The use of only PH_(1–110) GFP particles without adjuvant achieved the same response as that achieved with aluminum hydroxide (Fig. 4c). The antibody titers remained high for more than 14 weeks. This finding highlights the adjuvant effect of the PH_(1–110) GFP particles.

It has been observed that the size of some particles affects the immune response [38, 39]. PH_(1–110) GFP particles of different sizes were evaluated without finding a difference in the response of immunoglubulin G.

Finally, the most relevant finding is the thermostability of PH_(1–110) GFP particles. An ideal vaccine should be also thermostable to avoid the so-called “cold chain”, which represents approximately 80% of the price of modern vaccines [17, 18]. There are biomaterials that have shown thermostability, however, few have shown stability after 1 year at room temperature [23]. Our result strongly suggest that the PH_(1–110) fragment retains the capacity to preserve proteins found in the wild type polyhedra [24, 25]. Interestingly, storing particles at 4 °C for more than 6 months compromised their ability to generate a robust immune response, suggesting that integrity of the antigen was compromised during storage at this temperature, which was confirmed by electrophoresis. This was not observed with particles stored at room temperature or frozen (− 20 °C or − 70 °C).

Conclusion

We have developed a universal system to generate particles using peptides and proteins of interest as antigens. We coupled our method to the baculovirus expression system in order to generate large amounts of our fusion protein. Particles are purified by a single centrifugation step, showing purity higher than 80%. The particles are stable for at least 1 year at room temperature, preserving the antigenicity of the proteins of interest. This finding opens the possibility to significantly reduce the costs of conservation and distribution of vaccines.

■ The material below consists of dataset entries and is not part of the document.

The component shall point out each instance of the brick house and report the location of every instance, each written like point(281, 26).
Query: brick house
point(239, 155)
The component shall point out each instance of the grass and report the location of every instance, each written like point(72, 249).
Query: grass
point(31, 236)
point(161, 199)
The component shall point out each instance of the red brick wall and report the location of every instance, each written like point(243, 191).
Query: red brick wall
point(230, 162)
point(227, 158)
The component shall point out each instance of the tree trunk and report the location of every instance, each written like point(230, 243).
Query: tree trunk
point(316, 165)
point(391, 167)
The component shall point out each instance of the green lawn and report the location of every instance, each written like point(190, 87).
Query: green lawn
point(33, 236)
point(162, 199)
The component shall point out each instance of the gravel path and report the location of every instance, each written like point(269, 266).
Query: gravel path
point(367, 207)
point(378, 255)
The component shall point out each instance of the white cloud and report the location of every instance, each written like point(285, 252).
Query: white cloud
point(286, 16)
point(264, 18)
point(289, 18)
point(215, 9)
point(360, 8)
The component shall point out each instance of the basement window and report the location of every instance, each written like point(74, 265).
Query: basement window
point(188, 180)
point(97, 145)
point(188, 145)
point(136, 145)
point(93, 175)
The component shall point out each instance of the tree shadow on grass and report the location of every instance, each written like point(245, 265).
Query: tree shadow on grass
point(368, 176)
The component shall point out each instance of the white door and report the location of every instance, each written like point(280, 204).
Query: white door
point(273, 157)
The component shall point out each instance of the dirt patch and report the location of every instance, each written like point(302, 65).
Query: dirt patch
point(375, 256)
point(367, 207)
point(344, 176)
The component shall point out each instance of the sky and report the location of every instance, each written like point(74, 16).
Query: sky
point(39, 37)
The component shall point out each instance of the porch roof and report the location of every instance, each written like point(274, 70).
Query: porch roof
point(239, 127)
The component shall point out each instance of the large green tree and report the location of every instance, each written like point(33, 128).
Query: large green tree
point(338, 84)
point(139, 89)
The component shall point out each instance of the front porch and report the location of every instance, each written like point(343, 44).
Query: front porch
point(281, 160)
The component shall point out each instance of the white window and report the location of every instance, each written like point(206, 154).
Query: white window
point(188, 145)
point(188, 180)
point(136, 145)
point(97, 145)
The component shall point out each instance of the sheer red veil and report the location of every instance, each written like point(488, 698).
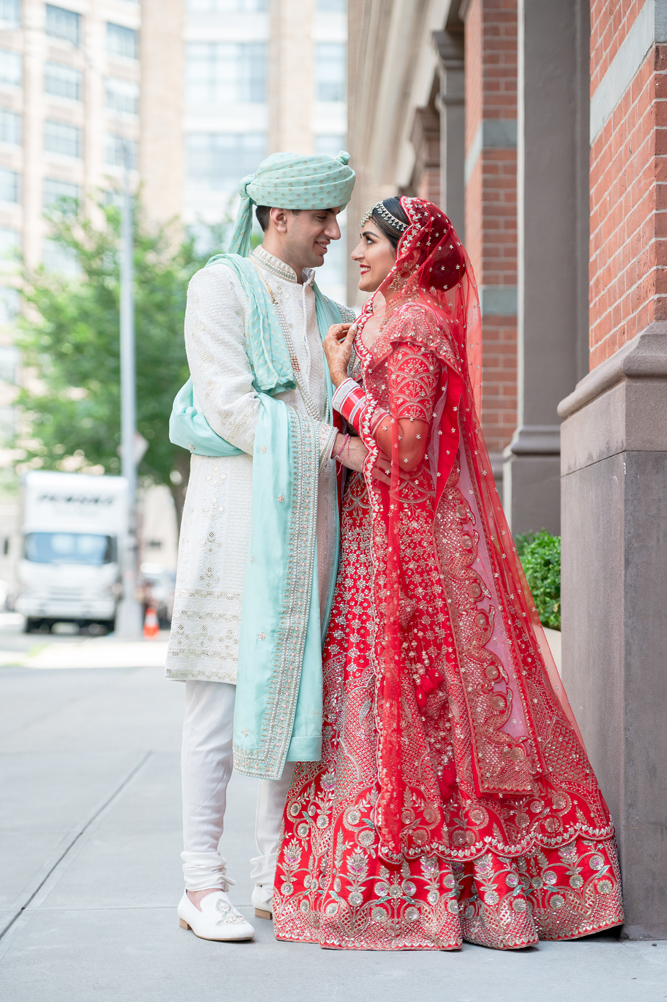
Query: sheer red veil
point(462, 659)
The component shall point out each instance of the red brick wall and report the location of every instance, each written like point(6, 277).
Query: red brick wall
point(628, 289)
point(491, 201)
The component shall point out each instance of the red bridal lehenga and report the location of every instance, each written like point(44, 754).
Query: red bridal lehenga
point(454, 800)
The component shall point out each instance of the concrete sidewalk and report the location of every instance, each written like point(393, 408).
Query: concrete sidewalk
point(90, 877)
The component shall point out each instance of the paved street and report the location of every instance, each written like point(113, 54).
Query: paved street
point(90, 875)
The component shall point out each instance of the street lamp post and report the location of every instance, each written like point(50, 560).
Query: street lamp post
point(128, 616)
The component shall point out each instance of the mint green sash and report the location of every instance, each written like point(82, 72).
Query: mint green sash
point(278, 706)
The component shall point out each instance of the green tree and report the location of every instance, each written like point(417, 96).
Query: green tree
point(69, 337)
point(540, 554)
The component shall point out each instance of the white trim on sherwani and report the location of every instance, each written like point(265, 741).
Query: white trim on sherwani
point(215, 529)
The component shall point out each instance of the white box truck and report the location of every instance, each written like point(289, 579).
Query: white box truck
point(74, 530)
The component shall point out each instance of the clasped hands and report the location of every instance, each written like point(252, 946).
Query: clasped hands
point(338, 346)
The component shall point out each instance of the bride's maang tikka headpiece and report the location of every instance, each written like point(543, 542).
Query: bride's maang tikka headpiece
point(382, 209)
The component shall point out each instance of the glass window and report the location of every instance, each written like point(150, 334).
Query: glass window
point(62, 138)
point(9, 304)
point(329, 144)
point(56, 191)
point(122, 96)
point(217, 160)
point(59, 259)
point(10, 68)
point(69, 547)
point(62, 23)
point(9, 185)
point(217, 72)
point(9, 363)
point(10, 127)
point(122, 41)
point(62, 80)
point(10, 13)
point(114, 150)
point(330, 71)
point(227, 6)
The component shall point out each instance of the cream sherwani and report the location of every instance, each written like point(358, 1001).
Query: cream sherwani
point(214, 540)
point(215, 530)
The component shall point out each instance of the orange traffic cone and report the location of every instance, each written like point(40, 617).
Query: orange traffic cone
point(151, 627)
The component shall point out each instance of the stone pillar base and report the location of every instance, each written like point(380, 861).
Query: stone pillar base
point(614, 511)
point(531, 480)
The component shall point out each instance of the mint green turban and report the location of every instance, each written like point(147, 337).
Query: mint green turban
point(291, 180)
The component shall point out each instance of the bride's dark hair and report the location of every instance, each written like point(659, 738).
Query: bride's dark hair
point(394, 206)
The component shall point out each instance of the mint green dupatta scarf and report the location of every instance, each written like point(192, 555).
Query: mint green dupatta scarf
point(278, 707)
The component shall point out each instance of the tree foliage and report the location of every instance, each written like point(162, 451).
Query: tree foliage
point(540, 554)
point(69, 337)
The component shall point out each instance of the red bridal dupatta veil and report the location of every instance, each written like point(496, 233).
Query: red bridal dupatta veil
point(455, 799)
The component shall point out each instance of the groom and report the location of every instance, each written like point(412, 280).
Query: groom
point(258, 542)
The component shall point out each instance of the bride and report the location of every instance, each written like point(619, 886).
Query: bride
point(454, 800)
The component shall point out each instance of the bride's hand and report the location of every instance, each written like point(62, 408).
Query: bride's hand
point(338, 347)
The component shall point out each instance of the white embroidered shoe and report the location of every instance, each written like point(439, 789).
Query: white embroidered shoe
point(217, 920)
point(262, 901)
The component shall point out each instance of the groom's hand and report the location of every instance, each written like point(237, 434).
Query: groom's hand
point(338, 347)
point(355, 454)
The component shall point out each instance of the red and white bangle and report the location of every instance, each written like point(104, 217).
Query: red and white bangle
point(350, 400)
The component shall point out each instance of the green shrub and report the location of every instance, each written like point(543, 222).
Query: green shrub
point(540, 555)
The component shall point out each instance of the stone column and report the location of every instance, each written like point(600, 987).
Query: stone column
point(161, 152)
point(425, 137)
point(451, 104)
point(553, 253)
point(614, 600)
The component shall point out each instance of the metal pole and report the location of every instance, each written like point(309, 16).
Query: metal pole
point(128, 617)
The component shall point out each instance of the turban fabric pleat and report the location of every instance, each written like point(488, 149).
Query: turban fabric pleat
point(291, 180)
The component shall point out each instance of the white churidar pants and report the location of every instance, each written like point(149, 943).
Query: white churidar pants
point(206, 763)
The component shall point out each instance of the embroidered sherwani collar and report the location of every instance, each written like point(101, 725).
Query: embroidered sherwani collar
point(279, 269)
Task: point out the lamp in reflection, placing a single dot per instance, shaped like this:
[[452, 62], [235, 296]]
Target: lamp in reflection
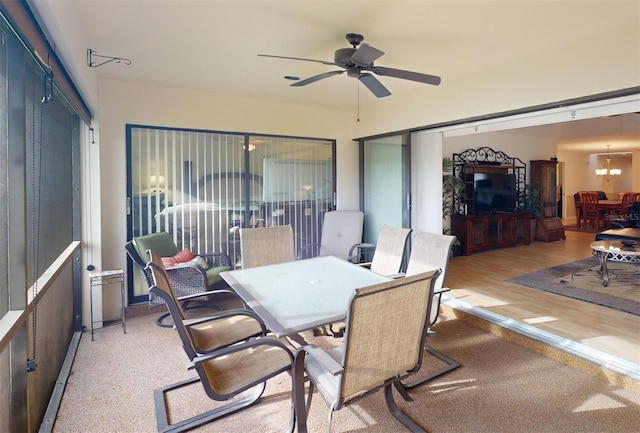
[[607, 172], [156, 184]]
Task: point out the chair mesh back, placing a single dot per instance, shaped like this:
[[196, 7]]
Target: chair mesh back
[[386, 328], [341, 229], [389, 252], [430, 251], [266, 246]]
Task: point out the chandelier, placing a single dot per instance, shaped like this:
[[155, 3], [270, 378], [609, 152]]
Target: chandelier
[[607, 172]]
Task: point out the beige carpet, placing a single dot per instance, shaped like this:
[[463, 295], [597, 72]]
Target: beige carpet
[[501, 387]]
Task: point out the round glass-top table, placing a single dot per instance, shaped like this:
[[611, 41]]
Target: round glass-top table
[[614, 251]]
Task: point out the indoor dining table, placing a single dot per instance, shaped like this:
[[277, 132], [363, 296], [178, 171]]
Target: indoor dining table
[[305, 294]]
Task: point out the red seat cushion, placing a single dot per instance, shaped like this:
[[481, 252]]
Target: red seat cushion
[[180, 257]]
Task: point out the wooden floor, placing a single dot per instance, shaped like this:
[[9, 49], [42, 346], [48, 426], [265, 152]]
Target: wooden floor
[[479, 280]]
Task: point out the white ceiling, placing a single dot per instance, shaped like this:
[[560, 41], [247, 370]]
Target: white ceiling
[[214, 45]]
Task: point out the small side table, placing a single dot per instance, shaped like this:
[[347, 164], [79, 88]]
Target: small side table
[[102, 278]]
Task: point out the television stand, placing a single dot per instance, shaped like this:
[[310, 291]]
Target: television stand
[[495, 230]]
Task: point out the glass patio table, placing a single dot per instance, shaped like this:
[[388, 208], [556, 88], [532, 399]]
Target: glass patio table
[[301, 295]]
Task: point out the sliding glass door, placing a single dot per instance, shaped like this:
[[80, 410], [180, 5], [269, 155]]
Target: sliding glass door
[[203, 186], [385, 183]]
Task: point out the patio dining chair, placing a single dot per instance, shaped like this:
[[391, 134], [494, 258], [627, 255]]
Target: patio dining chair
[[262, 246], [431, 251], [386, 326], [388, 252], [230, 352], [341, 229]]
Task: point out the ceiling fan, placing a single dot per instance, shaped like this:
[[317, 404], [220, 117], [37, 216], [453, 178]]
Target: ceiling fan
[[357, 63]]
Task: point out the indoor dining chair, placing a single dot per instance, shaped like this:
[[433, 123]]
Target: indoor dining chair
[[592, 216], [386, 326], [230, 352]]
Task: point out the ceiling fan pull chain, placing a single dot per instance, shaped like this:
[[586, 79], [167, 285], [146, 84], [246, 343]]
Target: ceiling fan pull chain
[[357, 102]]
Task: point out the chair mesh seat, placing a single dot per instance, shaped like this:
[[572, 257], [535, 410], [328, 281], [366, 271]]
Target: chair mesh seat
[[218, 333], [228, 374]]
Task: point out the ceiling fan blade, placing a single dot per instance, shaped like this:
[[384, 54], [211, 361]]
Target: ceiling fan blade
[[406, 75], [316, 78], [297, 58], [374, 85], [366, 55]]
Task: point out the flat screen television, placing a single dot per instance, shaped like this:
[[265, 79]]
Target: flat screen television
[[494, 192]]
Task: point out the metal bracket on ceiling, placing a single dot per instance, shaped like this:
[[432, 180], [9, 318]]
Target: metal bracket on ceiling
[[91, 54]]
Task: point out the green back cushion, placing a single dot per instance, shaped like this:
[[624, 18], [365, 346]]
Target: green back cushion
[[160, 243]]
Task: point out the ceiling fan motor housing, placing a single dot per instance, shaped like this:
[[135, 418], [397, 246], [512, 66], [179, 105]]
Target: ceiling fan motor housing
[[342, 57]]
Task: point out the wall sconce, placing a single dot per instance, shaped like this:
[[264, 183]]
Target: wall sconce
[[156, 184], [607, 172]]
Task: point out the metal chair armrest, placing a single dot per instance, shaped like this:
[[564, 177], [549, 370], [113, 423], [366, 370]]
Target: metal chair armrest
[[263, 341], [358, 249]]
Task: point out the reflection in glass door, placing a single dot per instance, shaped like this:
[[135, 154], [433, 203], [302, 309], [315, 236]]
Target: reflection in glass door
[[385, 184], [203, 186]]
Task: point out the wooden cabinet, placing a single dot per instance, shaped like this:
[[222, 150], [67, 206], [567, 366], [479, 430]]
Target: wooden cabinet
[[483, 232], [543, 176]]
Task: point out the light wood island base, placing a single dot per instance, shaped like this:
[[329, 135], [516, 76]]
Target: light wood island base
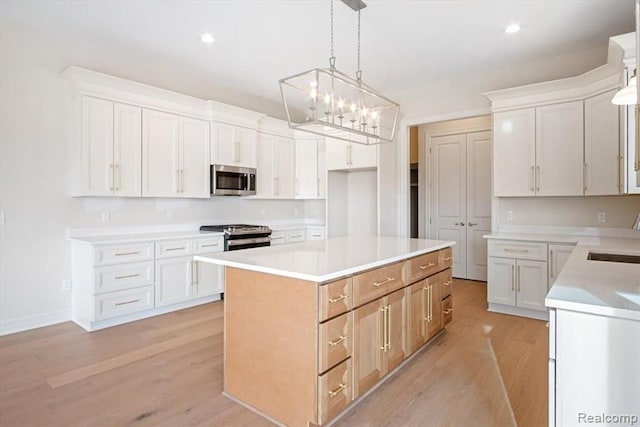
[[302, 353]]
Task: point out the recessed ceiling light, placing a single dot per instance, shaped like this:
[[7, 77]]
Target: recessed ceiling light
[[207, 38], [513, 28]]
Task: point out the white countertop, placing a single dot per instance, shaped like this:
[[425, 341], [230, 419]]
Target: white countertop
[[325, 260]]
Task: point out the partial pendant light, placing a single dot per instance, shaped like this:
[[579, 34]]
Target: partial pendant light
[[327, 102], [629, 94]]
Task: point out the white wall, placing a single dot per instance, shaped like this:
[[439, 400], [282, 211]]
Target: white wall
[[35, 161]]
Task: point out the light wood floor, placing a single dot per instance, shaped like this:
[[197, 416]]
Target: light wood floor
[[486, 370]]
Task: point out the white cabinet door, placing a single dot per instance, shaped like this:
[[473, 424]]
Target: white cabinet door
[[602, 146], [558, 256], [531, 284], [127, 150], [160, 154], [559, 149], [306, 163], [194, 158], [173, 280], [514, 139], [501, 281], [97, 147]]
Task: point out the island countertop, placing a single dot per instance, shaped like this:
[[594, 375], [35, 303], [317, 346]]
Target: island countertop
[[325, 260]]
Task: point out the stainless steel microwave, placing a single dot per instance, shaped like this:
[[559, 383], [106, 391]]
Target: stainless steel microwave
[[232, 181]]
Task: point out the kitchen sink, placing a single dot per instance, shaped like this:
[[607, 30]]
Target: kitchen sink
[[632, 259]]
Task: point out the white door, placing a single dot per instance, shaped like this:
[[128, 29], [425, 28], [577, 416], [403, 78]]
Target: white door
[[514, 152], [501, 288], [160, 154], [97, 147], [173, 280], [306, 163], [478, 203], [602, 145], [127, 150], [449, 196], [194, 158], [558, 256], [531, 284], [559, 149]]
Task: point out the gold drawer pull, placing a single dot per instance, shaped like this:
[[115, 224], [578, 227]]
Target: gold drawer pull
[[424, 267], [334, 393], [127, 302], [127, 276], [338, 341], [387, 280], [338, 298]]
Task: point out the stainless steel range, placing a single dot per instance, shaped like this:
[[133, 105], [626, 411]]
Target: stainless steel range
[[242, 236]]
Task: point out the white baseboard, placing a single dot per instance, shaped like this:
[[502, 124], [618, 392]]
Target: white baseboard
[[12, 326]]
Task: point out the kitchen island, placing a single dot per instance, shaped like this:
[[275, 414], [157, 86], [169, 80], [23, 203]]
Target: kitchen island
[[311, 328]]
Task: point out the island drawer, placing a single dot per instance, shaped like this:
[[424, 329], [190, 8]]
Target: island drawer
[[518, 249], [447, 310], [123, 276], [445, 258], [335, 341], [334, 298], [422, 266], [376, 283], [129, 252], [119, 303], [447, 283], [334, 391]]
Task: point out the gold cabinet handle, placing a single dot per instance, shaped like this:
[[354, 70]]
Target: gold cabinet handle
[[424, 267], [387, 280], [334, 393], [338, 341], [338, 298], [127, 302], [127, 276]]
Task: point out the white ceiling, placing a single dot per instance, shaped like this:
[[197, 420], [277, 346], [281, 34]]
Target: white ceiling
[[437, 53]]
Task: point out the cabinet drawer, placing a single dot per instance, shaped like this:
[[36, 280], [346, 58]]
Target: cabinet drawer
[[445, 258], [518, 249], [447, 310], [173, 248], [294, 236], [277, 238], [212, 244], [447, 283], [376, 283], [123, 276], [130, 252], [119, 303], [334, 391], [334, 298], [335, 341], [422, 266]]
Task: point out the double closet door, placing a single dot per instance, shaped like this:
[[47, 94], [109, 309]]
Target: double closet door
[[460, 199]]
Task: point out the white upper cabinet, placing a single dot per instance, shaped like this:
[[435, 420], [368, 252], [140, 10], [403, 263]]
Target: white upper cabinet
[[110, 147], [514, 145], [602, 165], [233, 145], [175, 155], [306, 162], [559, 149]]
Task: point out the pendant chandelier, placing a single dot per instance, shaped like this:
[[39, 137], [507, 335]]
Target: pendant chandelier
[[327, 102]]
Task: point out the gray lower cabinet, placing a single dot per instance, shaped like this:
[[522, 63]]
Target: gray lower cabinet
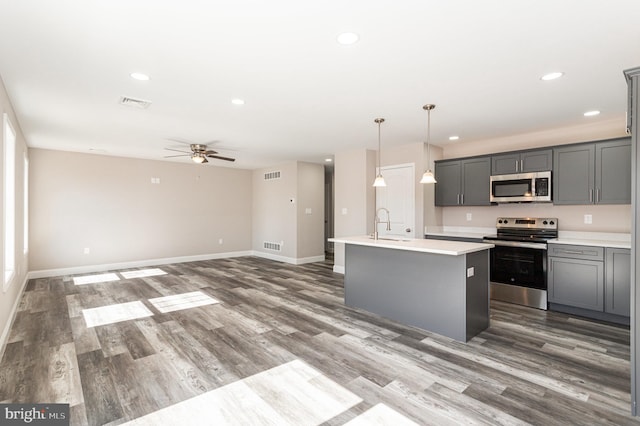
[[539, 160], [618, 282], [463, 182], [591, 279], [593, 173]]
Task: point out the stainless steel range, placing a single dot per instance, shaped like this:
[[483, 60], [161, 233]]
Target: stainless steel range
[[518, 262]]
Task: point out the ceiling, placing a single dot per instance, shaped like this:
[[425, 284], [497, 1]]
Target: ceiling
[[66, 64]]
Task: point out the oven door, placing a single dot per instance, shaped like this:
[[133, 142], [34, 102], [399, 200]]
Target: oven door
[[523, 265]]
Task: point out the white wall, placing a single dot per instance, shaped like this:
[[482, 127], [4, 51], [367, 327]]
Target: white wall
[[109, 205], [279, 216], [9, 297]]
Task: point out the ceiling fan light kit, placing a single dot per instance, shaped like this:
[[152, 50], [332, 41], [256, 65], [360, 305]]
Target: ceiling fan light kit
[[199, 154]]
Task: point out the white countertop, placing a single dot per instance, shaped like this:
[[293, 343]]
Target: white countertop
[[598, 239], [451, 248], [460, 231]]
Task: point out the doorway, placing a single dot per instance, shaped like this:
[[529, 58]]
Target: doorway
[[398, 197]]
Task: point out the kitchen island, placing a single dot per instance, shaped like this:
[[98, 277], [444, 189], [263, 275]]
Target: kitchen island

Immunization with particles results in a robust humoral and cellular immunity. Antibody levels lasts for several months after vaccination with our particles in the absence of adjuvant.

Methods

Design of recombinant baculoviruses

For the generation of recombinant baculoviruses was used the expression vector pFastbac™1 of Bac-to-Bac® baculovirus expression system (Thermo Fisher, USA, cat. no.10359–016). Under the promoter of polyhedrin (polh), the genetic sequence of the first 330 bp of the N-terminal region of the polyhedrin was cloned and the genetic sequence of the GFP was ligated into its C-terminal in an open reading frame to generate a fusion protein called PH_(1–110) GFP [28]. The polh promoter and the polyhedrin sequence were taken from Autographa californica multiple nucleopolyhedrovirus virus (AcMNPV). For the generation of the PH-WT-GFP chimeric polyhedra, the pFastbac™ Dual expression vector (Thermo Fisher, USA, cat. No.10712024) was used, the WT polyhedrin was cloned under the p10 promoter and the PH_(1–110) GFP under polh promoter. The baculoviruses were amplified, purified and titrated by following the recommendations and protocols provided by the supplier (Thermo Fisher, USA).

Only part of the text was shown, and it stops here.